1. Walking Beans
/wÔk ing bēns/
1. strolling up and down the rows of a bean field pulling weeds.
2. typically reserved for the very young or very broke in a family, usually on days 90 degrees or warmer
3. a “fun” family activity conducted between the hours of 6 – 11 am, includes water and a sack lunch
2. Baling Hay
/bāl ing hā/
1. walking behind a wagon, picking up bales of hay and throwing them onto the wagon while another stacks the bales neatly on the wagon.
2. young men are often rushed through this job trying to beat a rainstorm, which also causes humidity to be at its highest
3. De-tasseling Corn
/de-tasəl ing kôrn/
1. the act of removing the corn tassels one by one throughout the entirety of a field. Can be every row or select rows/plants depending on the intent.
2. de-tasseling allows the plant breeder to choose the pollen that will fertilize each ear on a plant
3. timing: this can not be completed until late June, early July when tassels form, so temperatures are usually high and there is no air flow in the middle of a field of tall corn
4. workers are urged to use cornstarch liberally
4. Cleaning out grain bins
/klēn ing out grān bin/
1. Sweeping out excess grain from a bin in an attempt to get paid for everything you grew and harvested.
2. Also, when one desires to store a different type of grain in a bin (was corn, now soybeans as an example), the bin must be cleaned of all the old grain.
3. Often occurring in August to prepare for a new harvest when temperatures inside a metal cylinder are excruciating and without air flow.
5. Mucking stalls
/mək ing stôls/
1. Shoveling animal excrement and used bedding from indoor stalls into a wheelbarrow. Washing out stalls and replacing clean, new bedding.

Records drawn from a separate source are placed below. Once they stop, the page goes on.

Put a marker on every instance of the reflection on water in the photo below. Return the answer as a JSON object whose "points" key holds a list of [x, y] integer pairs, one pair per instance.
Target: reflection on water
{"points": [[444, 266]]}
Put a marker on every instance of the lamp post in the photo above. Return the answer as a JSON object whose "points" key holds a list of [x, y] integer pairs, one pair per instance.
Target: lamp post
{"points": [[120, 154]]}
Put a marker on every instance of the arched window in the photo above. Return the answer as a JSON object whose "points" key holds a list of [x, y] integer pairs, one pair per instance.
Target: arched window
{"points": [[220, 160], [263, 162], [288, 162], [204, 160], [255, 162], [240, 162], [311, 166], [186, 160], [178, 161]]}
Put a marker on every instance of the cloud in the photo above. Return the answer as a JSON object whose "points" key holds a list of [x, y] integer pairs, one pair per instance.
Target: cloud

2. This happens year round, but is particularly miserable in the late summer when air flow inside a barn is minimal and the heat increases the smell of feces.
1. Clipping the grass on roadsides, waterways, and yards. Also, trimming around fence posts and outbuildings.
2. Very similar to the act in suburban communities, made more miserable because farmers will mow 4-6 acres at a time.
3. A right of passage for the children in a farm family.